As part of the New Plan for Immigration, the government proposes to introduce “a new one-stop process” obliging people to “raise all protection-related issues upfront.” This will, it says, apply to grounds for asylum, human rights issues and grounds for consideration as a victim of modern slavery. This will include “new powers that will mean decision makers, including judges, should give minimal weight to evidence that a person brings after they have been through the ‘one-stop’ process”. In other words, the point of this plan is not to help people to resolve their cases as quickly as possible, but to prevent people from bringing forward any evidence after an initial claim.

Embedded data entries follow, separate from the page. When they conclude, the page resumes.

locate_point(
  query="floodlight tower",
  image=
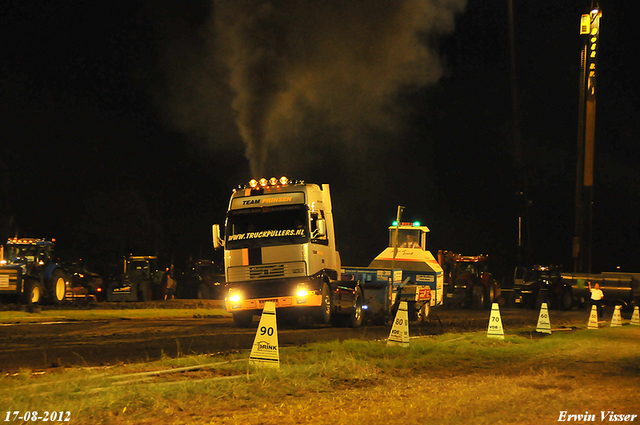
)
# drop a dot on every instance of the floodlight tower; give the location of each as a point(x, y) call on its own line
point(590, 31)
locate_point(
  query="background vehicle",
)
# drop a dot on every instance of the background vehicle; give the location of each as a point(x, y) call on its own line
point(468, 282)
point(84, 284)
point(535, 285)
point(30, 273)
point(141, 281)
point(202, 279)
point(618, 288)
point(279, 245)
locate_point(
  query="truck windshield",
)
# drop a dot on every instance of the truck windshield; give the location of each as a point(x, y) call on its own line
point(254, 227)
point(22, 254)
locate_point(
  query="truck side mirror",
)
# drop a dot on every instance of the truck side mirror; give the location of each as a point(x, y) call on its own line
point(322, 227)
point(217, 240)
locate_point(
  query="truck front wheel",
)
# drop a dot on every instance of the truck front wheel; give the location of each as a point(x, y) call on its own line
point(57, 287)
point(324, 313)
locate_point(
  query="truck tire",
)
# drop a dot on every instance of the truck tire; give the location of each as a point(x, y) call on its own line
point(32, 292)
point(355, 318)
point(57, 287)
point(242, 319)
point(324, 313)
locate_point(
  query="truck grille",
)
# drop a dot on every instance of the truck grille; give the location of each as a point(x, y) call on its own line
point(269, 271)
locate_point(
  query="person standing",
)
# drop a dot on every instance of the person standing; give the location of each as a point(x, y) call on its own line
point(596, 298)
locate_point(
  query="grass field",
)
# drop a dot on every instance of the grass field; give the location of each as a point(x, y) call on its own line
point(448, 379)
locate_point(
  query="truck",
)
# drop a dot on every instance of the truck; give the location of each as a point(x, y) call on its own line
point(468, 282)
point(279, 245)
point(29, 272)
point(141, 280)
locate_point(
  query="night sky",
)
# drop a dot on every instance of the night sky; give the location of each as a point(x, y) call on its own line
point(126, 124)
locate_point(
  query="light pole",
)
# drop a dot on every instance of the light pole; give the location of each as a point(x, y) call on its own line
point(590, 30)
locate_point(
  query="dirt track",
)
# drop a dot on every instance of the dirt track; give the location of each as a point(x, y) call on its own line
point(102, 342)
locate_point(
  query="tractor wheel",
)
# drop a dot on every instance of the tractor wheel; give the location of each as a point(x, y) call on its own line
point(478, 297)
point(243, 319)
point(32, 292)
point(57, 287)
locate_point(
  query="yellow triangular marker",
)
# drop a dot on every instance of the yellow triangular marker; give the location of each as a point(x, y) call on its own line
point(616, 319)
point(495, 323)
point(635, 319)
point(265, 345)
point(593, 318)
point(544, 324)
point(400, 330)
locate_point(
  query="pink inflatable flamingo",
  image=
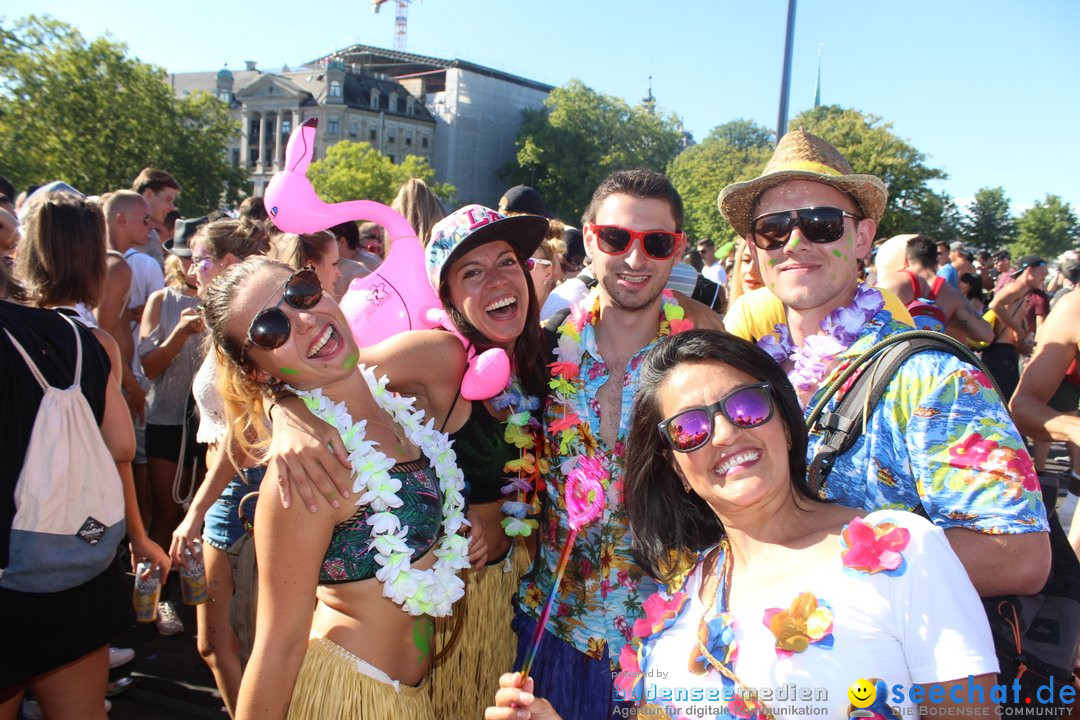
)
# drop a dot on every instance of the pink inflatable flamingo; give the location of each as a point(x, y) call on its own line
point(397, 296)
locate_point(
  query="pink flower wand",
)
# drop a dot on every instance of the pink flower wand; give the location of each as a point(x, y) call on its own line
point(584, 502)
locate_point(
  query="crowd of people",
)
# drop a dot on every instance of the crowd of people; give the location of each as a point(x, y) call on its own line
point(376, 544)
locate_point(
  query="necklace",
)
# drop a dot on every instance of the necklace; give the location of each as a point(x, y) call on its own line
point(521, 432)
point(810, 361)
point(429, 592)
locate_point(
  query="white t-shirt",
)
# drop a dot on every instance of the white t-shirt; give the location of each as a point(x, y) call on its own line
point(923, 625)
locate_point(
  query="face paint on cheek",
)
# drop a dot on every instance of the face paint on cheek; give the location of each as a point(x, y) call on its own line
point(423, 632)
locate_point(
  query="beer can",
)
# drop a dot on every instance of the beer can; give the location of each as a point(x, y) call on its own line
point(147, 591)
point(193, 575)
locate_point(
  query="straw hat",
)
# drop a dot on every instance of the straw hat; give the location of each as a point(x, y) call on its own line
point(800, 155)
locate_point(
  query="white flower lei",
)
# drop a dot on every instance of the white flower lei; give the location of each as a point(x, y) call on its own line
point(419, 592)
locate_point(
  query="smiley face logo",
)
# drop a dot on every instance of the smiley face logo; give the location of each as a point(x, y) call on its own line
point(862, 693)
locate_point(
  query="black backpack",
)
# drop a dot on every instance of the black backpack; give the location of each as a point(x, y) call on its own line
point(1036, 637)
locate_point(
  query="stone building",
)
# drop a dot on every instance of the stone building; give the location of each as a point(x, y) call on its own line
point(350, 105)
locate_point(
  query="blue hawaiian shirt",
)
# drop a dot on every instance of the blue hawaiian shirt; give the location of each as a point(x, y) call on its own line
point(942, 438)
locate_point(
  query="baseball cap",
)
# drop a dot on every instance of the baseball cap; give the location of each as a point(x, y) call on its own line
point(522, 199)
point(471, 227)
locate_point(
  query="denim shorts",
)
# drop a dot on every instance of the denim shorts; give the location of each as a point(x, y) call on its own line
point(223, 526)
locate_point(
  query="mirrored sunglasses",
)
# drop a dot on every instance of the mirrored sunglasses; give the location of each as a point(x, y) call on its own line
point(744, 407)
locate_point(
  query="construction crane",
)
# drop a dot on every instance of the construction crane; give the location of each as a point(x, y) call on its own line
point(401, 21)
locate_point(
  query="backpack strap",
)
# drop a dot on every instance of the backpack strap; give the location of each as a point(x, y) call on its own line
point(935, 287)
point(845, 424)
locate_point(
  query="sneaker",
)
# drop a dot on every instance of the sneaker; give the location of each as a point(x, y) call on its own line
point(169, 622)
point(120, 656)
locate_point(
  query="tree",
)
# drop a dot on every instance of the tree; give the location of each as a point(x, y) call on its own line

This proposal wilfully overlooks the many good reasons people have for bringing evidence late. Frequently, people do not understand the asylum process when first claiming, and therefore do not know what is relevant. Many also struggle to get timely legal advice, without which it is virtually impossible to navigate the process. Furthermore, there are many psychosocial barriers to disclosure. It is frequently difficult to talk about traumatic events, such as torture, sexual violence, or exploitation. These are, obviously, likely to be key to an asylum or modern slavery case. Social stigma, again, can be a big barrier to disclosure, especially in LGBTI cases – this is widely documented, recently in research from Rainbow Migration. A hostile and disbelieving process is hardly likely to make disclosure easier for traumatised people unsure of what is happening. By ignoring all of this, the proposed one-stop process will create a system even less effective at understanding asylum claimants’ histories and situations. It will deny due process to many who were unable to present all of their evidence effectively the first time round.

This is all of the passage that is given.